Starters Boet-Sangh.
Bij een vorige gelegenheid (Tijdschr. XVI, bl. 121 vlg.) heb ik aangetoond dat de ‘Menniste vryagië’ eene vertaling uit het Engelsch is. Thans meen ik in staat te zijn het oorspronkelijke aan te wijzen van het eerste couplet van den Boet-sangh (van Vlotens uitgave, bl. 177; uitg. van 1634, bl. 108).
Boven de tweede Minneklacht van de Friesche Lusthof (van Vloten, bl. 120; uitg. van 1634, bl. 77) staat als ‘stemme’ What if a Daye, or a moneth, or a year. Het gedicht zelf vangt aan met den regel: ‘Suyvere, schoone, vermaecklijcke Maeghd’, die later als ‘stemme’ boven den Boet-sangh staat. Het eerste couplet nu, van dezen Boet-sangh is een getrouwe vertaling van een gedicht van den Engelschen schrijver Thomas Campion, waarvan de aanvangsregel reeds dienst had gedaan als aanduiding der melodie van de Minneklacht. Campion, die in 1620 stierf, gaf vier Books of Airs uit, waarin veel zangerige poëzie voorkomt. Het gedicht luidt als volgt:
What if a day, or a month, or a year,
Crown thy delights, with a thousand sweet contentings!

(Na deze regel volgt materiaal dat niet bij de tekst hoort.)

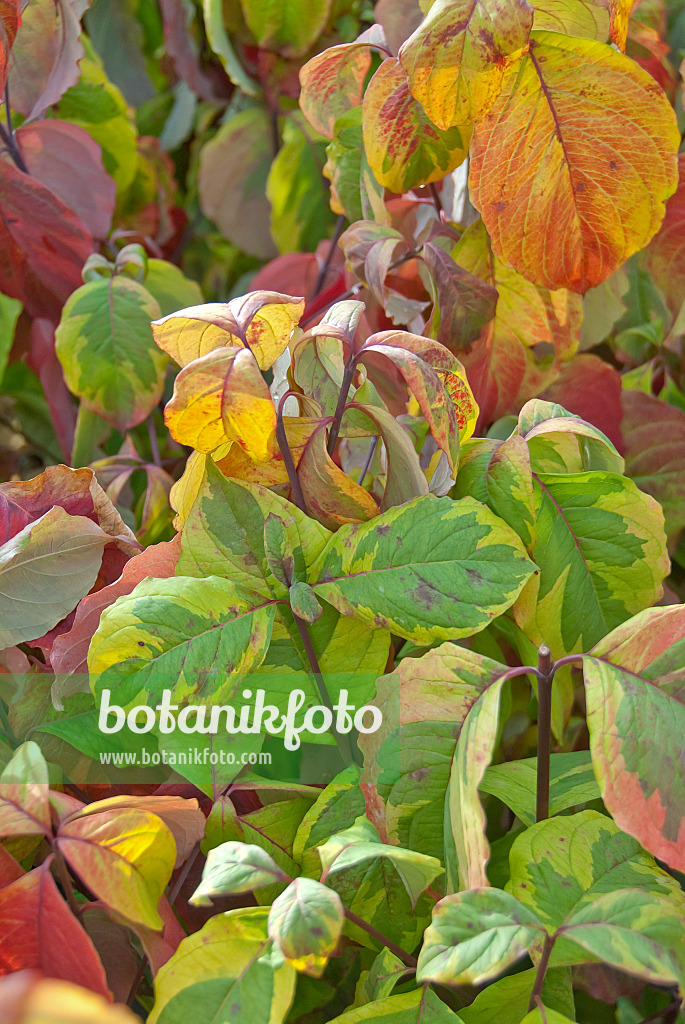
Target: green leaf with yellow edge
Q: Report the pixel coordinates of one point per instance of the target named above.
(45, 570)
(428, 591)
(305, 923)
(457, 57)
(634, 681)
(571, 782)
(25, 808)
(566, 862)
(199, 638)
(420, 1007)
(236, 867)
(587, 586)
(560, 212)
(474, 936)
(106, 350)
(224, 973)
(125, 859)
(264, 320)
(403, 147)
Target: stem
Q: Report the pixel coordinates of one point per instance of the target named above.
(66, 882)
(288, 461)
(342, 739)
(342, 220)
(545, 675)
(542, 971)
(342, 401)
(383, 939)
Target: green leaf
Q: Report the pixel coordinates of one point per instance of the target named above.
(225, 974)
(105, 345)
(636, 717)
(305, 923)
(601, 551)
(199, 638)
(474, 936)
(301, 216)
(420, 1007)
(45, 569)
(9, 313)
(571, 782)
(562, 864)
(236, 867)
(430, 569)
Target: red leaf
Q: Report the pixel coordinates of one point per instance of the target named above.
(591, 388)
(66, 159)
(70, 649)
(38, 930)
(43, 245)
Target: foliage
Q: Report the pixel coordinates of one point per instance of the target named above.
(341, 354)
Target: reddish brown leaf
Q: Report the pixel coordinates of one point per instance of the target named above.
(43, 245)
(591, 388)
(39, 931)
(66, 159)
(654, 434)
(70, 650)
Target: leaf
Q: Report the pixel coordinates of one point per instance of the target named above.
(106, 349)
(45, 569)
(464, 303)
(420, 1007)
(563, 864)
(292, 29)
(68, 161)
(403, 147)
(330, 496)
(300, 213)
(236, 867)
(39, 932)
(457, 57)
(634, 687)
(25, 809)
(223, 972)
(474, 936)
(586, 589)
(222, 396)
(201, 635)
(43, 245)
(231, 179)
(332, 82)
(579, 244)
(427, 592)
(305, 923)
(125, 859)
(654, 435)
(571, 782)
(265, 320)
(45, 55)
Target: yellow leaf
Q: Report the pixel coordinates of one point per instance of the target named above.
(588, 187)
(264, 320)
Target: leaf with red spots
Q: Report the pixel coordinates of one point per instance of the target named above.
(562, 212)
(635, 690)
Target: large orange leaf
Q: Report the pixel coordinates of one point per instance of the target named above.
(126, 859)
(403, 147)
(456, 58)
(572, 165)
(38, 930)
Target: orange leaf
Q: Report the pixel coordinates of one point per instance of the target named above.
(588, 187)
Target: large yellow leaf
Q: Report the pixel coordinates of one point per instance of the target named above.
(456, 58)
(403, 147)
(264, 320)
(572, 165)
(222, 397)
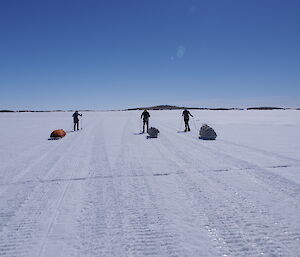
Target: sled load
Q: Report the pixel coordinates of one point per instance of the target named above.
(207, 133)
(57, 134)
(153, 132)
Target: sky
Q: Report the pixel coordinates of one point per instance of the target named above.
(116, 54)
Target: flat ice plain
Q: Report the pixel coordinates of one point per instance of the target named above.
(108, 191)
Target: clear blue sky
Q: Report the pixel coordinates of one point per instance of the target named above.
(110, 54)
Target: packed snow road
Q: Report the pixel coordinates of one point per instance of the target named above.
(108, 191)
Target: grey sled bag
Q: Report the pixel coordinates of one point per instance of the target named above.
(207, 133)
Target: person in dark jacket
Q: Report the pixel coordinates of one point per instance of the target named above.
(145, 116)
(186, 116)
(76, 120)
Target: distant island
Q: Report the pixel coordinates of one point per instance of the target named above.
(172, 107)
(161, 107)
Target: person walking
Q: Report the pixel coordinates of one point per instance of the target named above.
(145, 116)
(186, 117)
(76, 120)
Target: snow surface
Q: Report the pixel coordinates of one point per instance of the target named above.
(108, 191)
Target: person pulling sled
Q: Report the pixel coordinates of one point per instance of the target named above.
(76, 120)
(186, 116)
(145, 116)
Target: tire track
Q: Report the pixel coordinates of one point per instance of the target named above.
(244, 226)
(30, 221)
(272, 180)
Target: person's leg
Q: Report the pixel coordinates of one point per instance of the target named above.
(186, 125)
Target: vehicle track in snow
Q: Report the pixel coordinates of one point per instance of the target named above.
(99, 223)
(245, 225)
(29, 219)
(282, 184)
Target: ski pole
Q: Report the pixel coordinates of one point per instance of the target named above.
(194, 124)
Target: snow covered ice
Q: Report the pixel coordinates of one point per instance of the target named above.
(108, 191)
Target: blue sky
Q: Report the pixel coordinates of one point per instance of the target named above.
(94, 54)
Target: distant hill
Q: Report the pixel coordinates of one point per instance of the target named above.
(172, 107)
(265, 108)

Cannot a chance of a night, or an hour,
Cross thy desires, with as many sad tormentings?
Fortune, Honour, Beauty, Youth, are but blossoms dying!

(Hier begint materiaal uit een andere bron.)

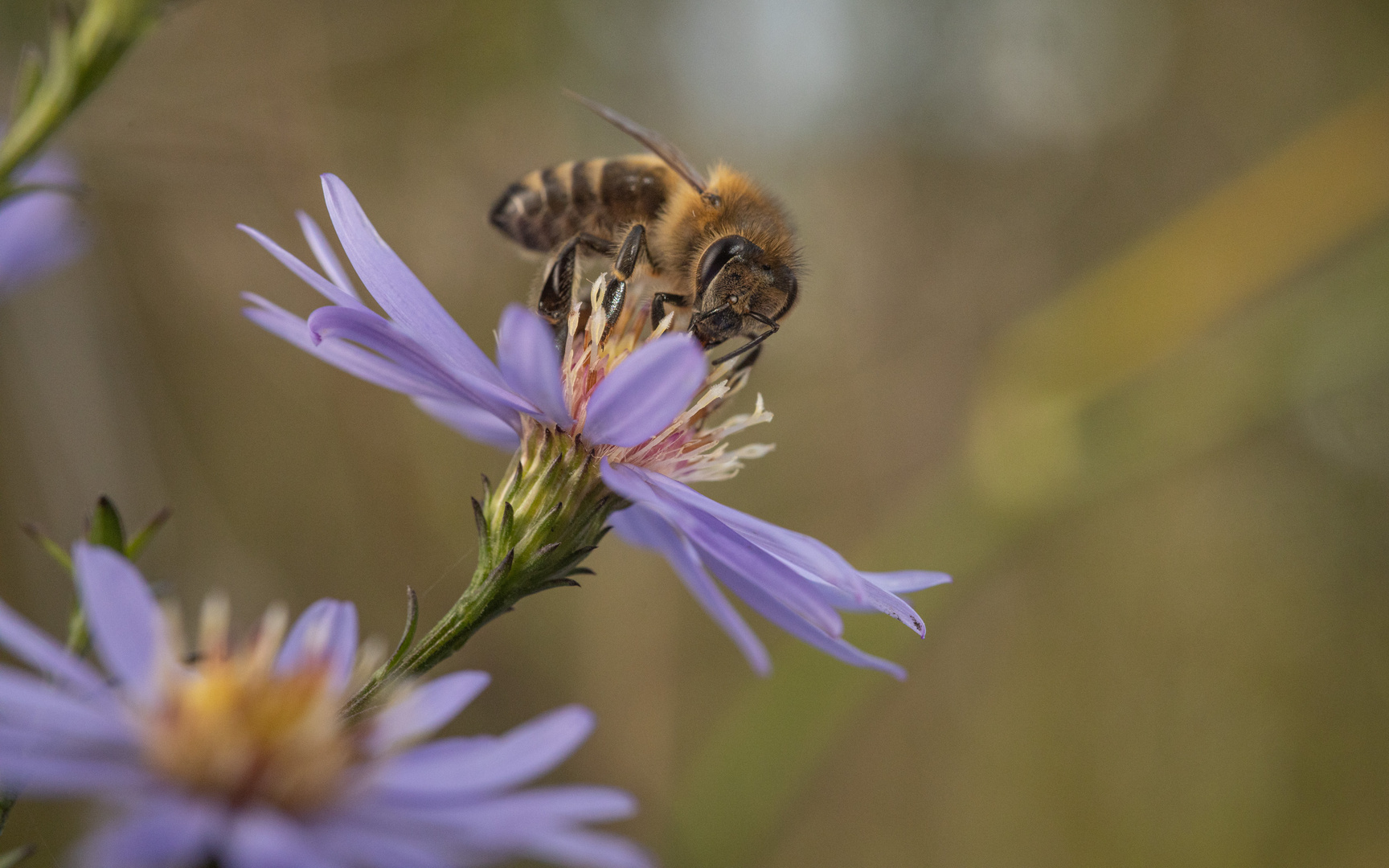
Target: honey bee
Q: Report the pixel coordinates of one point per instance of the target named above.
(721, 250)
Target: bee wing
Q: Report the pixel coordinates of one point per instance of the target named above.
(654, 142)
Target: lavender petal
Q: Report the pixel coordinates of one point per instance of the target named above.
(425, 709)
(324, 253)
(465, 767)
(51, 776)
(383, 337)
(531, 362)
(164, 833)
(357, 843)
(473, 423)
(326, 633)
(906, 581)
(719, 542)
(339, 353)
(32, 704)
(645, 393)
(584, 849)
(39, 231)
(793, 624)
(398, 289)
(553, 806)
(124, 618)
(330, 291)
(267, 839)
(641, 526)
(43, 653)
(807, 556)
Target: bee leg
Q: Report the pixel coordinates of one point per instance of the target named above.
(771, 330)
(748, 360)
(614, 292)
(658, 303)
(559, 280)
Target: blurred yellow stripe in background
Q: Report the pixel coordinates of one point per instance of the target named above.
(1072, 400)
(1239, 242)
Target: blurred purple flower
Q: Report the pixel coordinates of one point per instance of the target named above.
(39, 231)
(639, 402)
(244, 757)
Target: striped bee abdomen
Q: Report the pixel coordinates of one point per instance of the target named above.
(547, 207)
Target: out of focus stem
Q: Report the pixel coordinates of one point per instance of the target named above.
(534, 532)
(80, 57)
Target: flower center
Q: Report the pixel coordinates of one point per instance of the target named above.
(234, 730)
(690, 449)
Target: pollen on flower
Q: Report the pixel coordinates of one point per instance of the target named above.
(689, 449)
(232, 728)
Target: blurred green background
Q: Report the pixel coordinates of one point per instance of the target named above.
(1096, 318)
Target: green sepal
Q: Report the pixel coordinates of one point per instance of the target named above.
(27, 80)
(106, 528)
(55, 551)
(137, 545)
(18, 854)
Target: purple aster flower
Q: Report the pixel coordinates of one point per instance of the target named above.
(244, 759)
(40, 231)
(624, 408)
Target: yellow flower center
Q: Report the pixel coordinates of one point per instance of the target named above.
(235, 730)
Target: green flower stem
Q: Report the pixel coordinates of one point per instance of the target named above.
(534, 530)
(80, 59)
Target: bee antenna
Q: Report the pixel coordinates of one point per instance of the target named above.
(654, 141)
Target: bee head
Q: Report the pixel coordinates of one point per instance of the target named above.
(740, 284)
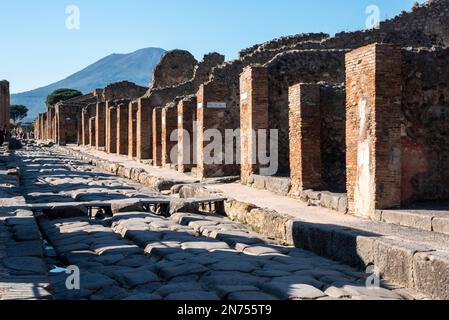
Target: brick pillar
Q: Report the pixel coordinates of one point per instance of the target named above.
(169, 125)
(84, 127)
(144, 140)
(60, 126)
(157, 136)
(186, 118)
(211, 114)
(253, 116)
(305, 137)
(43, 126)
(4, 104)
(122, 128)
(92, 136)
(107, 139)
(100, 129)
(373, 128)
(132, 129)
(112, 130)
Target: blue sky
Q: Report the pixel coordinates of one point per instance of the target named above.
(38, 49)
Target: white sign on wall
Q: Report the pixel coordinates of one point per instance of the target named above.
(216, 105)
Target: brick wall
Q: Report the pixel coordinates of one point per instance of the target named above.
(213, 113)
(373, 128)
(186, 119)
(305, 137)
(425, 125)
(253, 117)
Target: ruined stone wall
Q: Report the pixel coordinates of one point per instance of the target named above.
(4, 104)
(292, 67)
(122, 90)
(425, 125)
(174, 68)
(424, 26)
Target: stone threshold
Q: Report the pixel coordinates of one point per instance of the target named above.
(408, 257)
(427, 220)
(282, 186)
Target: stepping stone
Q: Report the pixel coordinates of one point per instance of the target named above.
(178, 287)
(233, 265)
(143, 297)
(25, 249)
(285, 291)
(223, 290)
(181, 270)
(195, 295)
(94, 281)
(137, 277)
(233, 278)
(25, 265)
(205, 245)
(251, 296)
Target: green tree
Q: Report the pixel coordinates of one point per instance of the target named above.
(62, 95)
(18, 112)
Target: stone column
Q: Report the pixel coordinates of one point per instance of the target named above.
(100, 128)
(305, 137)
(169, 124)
(132, 129)
(253, 117)
(186, 120)
(144, 132)
(112, 129)
(122, 128)
(157, 136)
(373, 128)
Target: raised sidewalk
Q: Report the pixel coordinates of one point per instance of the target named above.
(409, 257)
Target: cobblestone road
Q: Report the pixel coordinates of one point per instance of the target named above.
(138, 255)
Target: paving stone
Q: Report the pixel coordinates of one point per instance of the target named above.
(182, 270)
(251, 295)
(336, 292)
(214, 278)
(286, 290)
(94, 281)
(233, 265)
(223, 290)
(143, 297)
(370, 292)
(137, 277)
(178, 287)
(204, 245)
(194, 295)
(25, 249)
(25, 265)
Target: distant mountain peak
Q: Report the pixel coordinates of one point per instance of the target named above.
(135, 67)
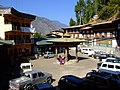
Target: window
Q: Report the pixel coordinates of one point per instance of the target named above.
(34, 75)
(104, 65)
(117, 67)
(115, 76)
(27, 75)
(110, 66)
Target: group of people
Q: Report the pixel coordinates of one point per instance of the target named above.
(61, 59)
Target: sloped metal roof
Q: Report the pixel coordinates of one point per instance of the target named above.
(6, 42)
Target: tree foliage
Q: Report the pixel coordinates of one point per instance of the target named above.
(38, 35)
(72, 22)
(105, 9)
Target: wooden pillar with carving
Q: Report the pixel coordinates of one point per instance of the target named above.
(56, 52)
(77, 54)
(66, 54)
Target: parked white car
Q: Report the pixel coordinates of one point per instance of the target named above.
(87, 50)
(26, 67)
(49, 54)
(110, 66)
(30, 78)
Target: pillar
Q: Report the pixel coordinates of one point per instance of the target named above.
(56, 52)
(77, 54)
(66, 54)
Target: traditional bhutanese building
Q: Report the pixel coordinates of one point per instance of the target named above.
(102, 34)
(16, 26)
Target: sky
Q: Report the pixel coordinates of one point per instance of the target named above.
(60, 10)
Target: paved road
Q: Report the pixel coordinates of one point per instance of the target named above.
(52, 66)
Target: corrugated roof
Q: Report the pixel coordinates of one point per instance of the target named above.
(65, 40)
(44, 42)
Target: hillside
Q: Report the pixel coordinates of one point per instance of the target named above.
(45, 26)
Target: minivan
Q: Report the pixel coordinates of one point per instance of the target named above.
(86, 50)
(110, 66)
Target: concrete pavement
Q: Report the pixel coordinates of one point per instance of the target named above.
(52, 66)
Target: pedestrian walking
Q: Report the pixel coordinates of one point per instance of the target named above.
(60, 58)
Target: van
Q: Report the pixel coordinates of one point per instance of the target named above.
(26, 67)
(87, 50)
(110, 66)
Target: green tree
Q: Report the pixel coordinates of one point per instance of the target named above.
(38, 35)
(72, 22)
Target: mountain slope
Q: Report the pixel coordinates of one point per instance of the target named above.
(45, 26)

Wanton Pleasure, doting Love, are but shadows flying!
All our joys are but toys; idle thoughts deceiving!
None have power, of an hour, in their life's bereaving!
Earth's but a point to the world; and a man
Is but a point to the world's compared centre!
Shall then, a point of a point be so vain
As to triumph in a silly point's adventure!
All is hazard that we have! There is nothing biding!
Days of pleasure are like streams, through fair meadows gliding!
Weal and woe, Time doth go! Time is never turning!
Secret fates guide our states; both in mirth and mourning!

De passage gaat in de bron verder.